Monsieur Alex Goude : vivement le jour où la différence ne sera plus un handicap et que l’on ne sera plus fier de faire sa BA

Comme vous, je rêve que la différence, quelle qu’elle soit, ne soit pas un handicap. En toute logique, contrairement à vous, je rêve qu’un jour le handicap ne soit plus une cause à défendre « en mettant toute son énergie » mais pour l’instant, il nous en faut encore beaucoup, entre autre pour combattre les réflexes validistes nichés dans les bonnes intentions et pour déconstruire les clichés...

A la lecture de votre texte, je me suis dit, dans un premier temps, qu’il portait un discours un peu différent des discours habituels sur le handicap, qu’il était un peu mieux. Vous avez soulevé des questions pertinentes: à quand un animateur handicapé à la tête d’un programme télévisé?  Pour quoi ne pas avoir donné le rôle de François Cluzet dans Intouchables à un acteur handicapé ? (cela n’a l’air d’avoir choqué personne et on dit même que ce film aurait changé le regard que la société porte sur le handicap ).

Vous avez également raison de dire qu’on aura avancé le jour où le handicap sera banalisé et que l’on entendra après avoir vu, mettons, une comédie musicale où le protagoniste est un adolescent handicapé juste :"waouh cette nouvelle circomédie musicale est formidable"(ou bidon, d’ailleurs).

Vous soulevez le problème du nombre de places à destination des personnes en fauteuil dans les salles. A vrai dire, il y a déjà souvent un problème d’accès, et vous avez raison d'évoquer le scandaleux report de la loi sur l'accessibilité. Puis, il y a le fait que même dans les salles construites ex nihilo (c’est le cas du Silo à Marseille) ou récemment rénovées (comme le théâtre le Gymnase, à Marseille également), les personnes handicapées sont placées au dernier étage, au dernier rang, au dernier coin de la salle. Cela pour des raisons de sécurité (on ne parle pas de la leur, je crois). Des places qui ne permettent pas de voir la scène, où toutes les personnes handicapées sont regroupées (on ne perd pas les bonnes vieilles habitudes facilement ).Peu de théâtres ont privilégié les sièges modulables qui permettent d’être parmi les autres spectateurs dans la salle et avec un, voire, plusieurs amis, avec ses enfants... Souvent, une seule place est prévue à côté de la place accessible.

Cela dit, dans votre texte, il y a aussi quelques commentaires qui m’ont gênée. En premier lieu, celui qui consiste à croire que l’on peut mieux comprendre le handicap en se mettant une heure sur un fauteuil.
Ces « mises en situation » sont devenues monnaie  courante et beaucoup de personnes handicapées les vivent très mal.

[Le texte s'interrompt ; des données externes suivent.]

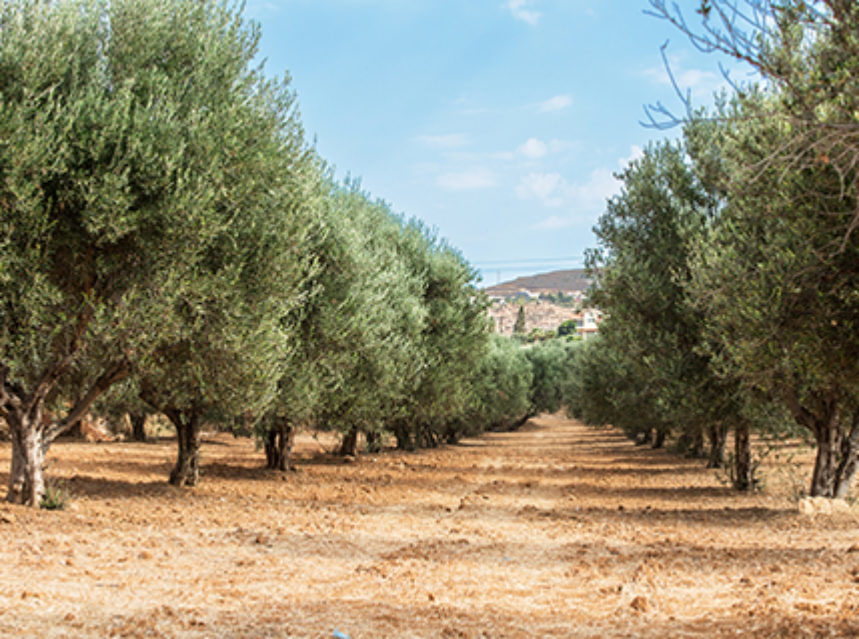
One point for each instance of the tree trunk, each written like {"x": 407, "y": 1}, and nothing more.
{"x": 31, "y": 435}
{"x": 743, "y": 479}
{"x": 696, "y": 450}
{"x": 828, "y": 436}
{"x": 374, "y": 442}
{"x": 138, "y": 426}
{"x": 825, "y": 422}
{"x": 186, "y": 472}
{"x": 718, "y": 434}
{"x": 278, "y": 446}
{"x": 26, "y": 477}
{"x": 350, "y": 443}
{"x": 404, "y": 437}
{"x": 849, "y": 460}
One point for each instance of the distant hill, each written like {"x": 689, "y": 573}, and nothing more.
{"x": 570, "y": 281}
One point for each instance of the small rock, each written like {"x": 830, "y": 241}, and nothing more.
{"x": 639, "y": 604}
{"x": 811, "y": 506}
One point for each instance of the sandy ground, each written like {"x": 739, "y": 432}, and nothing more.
{"x": 557, "y": 530}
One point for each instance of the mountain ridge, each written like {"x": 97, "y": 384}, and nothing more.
{"x": 565, "y": 281}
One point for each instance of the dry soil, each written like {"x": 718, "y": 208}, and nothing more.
{"x": 556, "y": 530}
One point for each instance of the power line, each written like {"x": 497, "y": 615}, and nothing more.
{"x": 528, "y": 261}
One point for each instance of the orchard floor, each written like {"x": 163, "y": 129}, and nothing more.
{"x": 557, "y": 530}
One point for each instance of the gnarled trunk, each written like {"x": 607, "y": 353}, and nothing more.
{"x": 742, "y": 474}
{"x": 186, "y": 472}
{"x": 828, "y": 437}
{"x": 278, "y": 446}
{"x": 26, "y": 477}
{"x": 403, "y": 436}
{"x": 718, "y": 434}
{"x": 849, "y": 460}
{"x": 138, "y": 426}
{"x": 349, "y": 447}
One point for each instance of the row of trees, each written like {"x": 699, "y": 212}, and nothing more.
{"x": 170, "y": 242}
{"x": 728, "y": 263}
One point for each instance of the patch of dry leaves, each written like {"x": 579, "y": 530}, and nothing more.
{"x": 555, "y": 530}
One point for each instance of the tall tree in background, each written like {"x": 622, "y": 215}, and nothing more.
{"x": 519, "y": 325}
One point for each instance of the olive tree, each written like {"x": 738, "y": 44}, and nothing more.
{"x": 131, "y": 132}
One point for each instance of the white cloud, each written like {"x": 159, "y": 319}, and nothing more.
{"x": 558, "y": 103}
{"x": 533, "y": 148}
{"x": 553, "y": 223}
{"x": 520, "y": 13}
{"x": 467, "y": 180}
{"x": 635, "y": 153}
{"x": 584, "y": 201}
{"x": 449, "y": 141}
{"x": 700, "y": 82}
{"x": 549, "y": 188}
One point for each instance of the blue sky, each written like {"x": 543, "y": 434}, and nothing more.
{"x": 497, "y": 122}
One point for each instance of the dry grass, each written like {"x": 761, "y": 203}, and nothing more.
{"x": 555, "y": 531}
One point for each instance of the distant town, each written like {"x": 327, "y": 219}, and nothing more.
{"x": 549, "y": 300}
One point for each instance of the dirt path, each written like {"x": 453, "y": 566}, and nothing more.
{"x": 556, "y": 530}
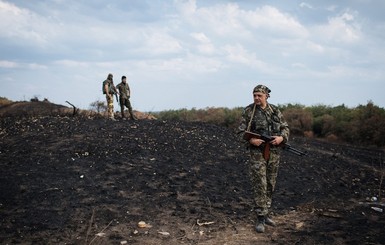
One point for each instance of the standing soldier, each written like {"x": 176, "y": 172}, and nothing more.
{"x": 263, "y": 118}
{"x": 124, "y": 98}
{"x": 109, "y": 90}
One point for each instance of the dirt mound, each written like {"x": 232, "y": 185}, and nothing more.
{"x": 72, "y": 180}
{"x": 36, "y": 108}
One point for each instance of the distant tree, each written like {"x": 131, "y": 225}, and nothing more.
{"x": 98, "y": 106}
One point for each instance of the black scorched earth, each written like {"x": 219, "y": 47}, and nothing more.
{"x": 77, "y": 180}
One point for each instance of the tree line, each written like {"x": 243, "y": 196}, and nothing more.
{"x": 364, "y": 124}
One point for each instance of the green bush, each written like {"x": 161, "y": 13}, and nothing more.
{"x": 364, "y": 124}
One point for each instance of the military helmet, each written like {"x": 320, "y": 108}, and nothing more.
{"x": 262, "y": 88}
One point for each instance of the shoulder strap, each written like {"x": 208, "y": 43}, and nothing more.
{"x": 251, "y": 118}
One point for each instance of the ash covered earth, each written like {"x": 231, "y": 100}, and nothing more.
{"x": 83, "y": 180}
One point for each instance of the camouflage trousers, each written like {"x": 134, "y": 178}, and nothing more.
{"x": 263, "y": 175}
{"x": 110, "y": 106}
{"x": 124, "y": 102}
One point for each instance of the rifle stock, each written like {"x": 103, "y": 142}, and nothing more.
{"x": 249, "y": 135}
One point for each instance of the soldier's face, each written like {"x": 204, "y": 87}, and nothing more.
{"x": 260, "y": 98}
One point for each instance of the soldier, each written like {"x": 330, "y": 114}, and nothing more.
{"x": 263, "y": 118}
{"x": 109, "y": 90}
{"x": 124, "y": 98}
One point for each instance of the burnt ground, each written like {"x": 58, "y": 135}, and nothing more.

Comment prétendre percevoir un vécu d’exclusion, de rejet quotidien en posant une heure son corps valide sur un fauteuil ? Vous décrivez cela comme une expérience inoubliable ? Je trouve ça léger et, excusez-moi, benêt. Vous vous égarez, quittez  le registre de la réflexion pour emprunter allègrement celui du sentimentalisme et du validisme, avec lesquels votre voeux pieux consistant à banaliser le handicap s’accorde  mal.

Ainsi, vous avez l’air de présenter comme une anecdote digne d’être relevée la trempe que vous met Michael Jeremiasz, champion de tennis. Etes-vous champion de tennis, sportif de haut niveau ? Un très bon joueur, au moins ? Avez-vous été étonné qu’un champion de tennis handisport vous gagne ? Moi, j’aurais été étonnée du contraire.

Vous dites ensuite que vous avez changé la vie des deux jeunes handicapés qui participeront à votre spectacle.  Qu’est-ce que ce commentaire laisse supposer sur votre perception de leur vie  avant vous  ou de ce qu'aurait été leur vie sans vous ?  S'il vous est déjà arrivé de donner une première chance à des jeunes valides, est- ce que vous avez dit ensuite que vous avez changé leur vie et que vous en êtes fier  comme vous le faites pour vos artistes handicapés? Vous n'êtes pas, somme toute, en train de nous suggérer que vous êtes fier de votre bonne oeuvre, de nous dire qu'elle vous grandit?

Je me demande,tout compte fait, si pour  voir un jour le handicap banalisé, il n’aurait pas fallu faire en sorte qu’un spectacle autour du handicap soit  un évènement banal.

Comme vous, je rêve que la différence, quelle qu’elle soit, ne soit pas un handicap. En toute logique, contrairement à vous, je rêve qu’un jour le handicap ne soit plus  une  cause à défendre tous les jours « en mettant toute son énergie » mais pour l’instant, il nous en faut encore beaucoup, entre autres  pour combattre les réflexes validistes encore nichés dans les bonnes intentions et pour déconstruire les clichés et les préjugés qui entravent d’emprunter les bonnes voies.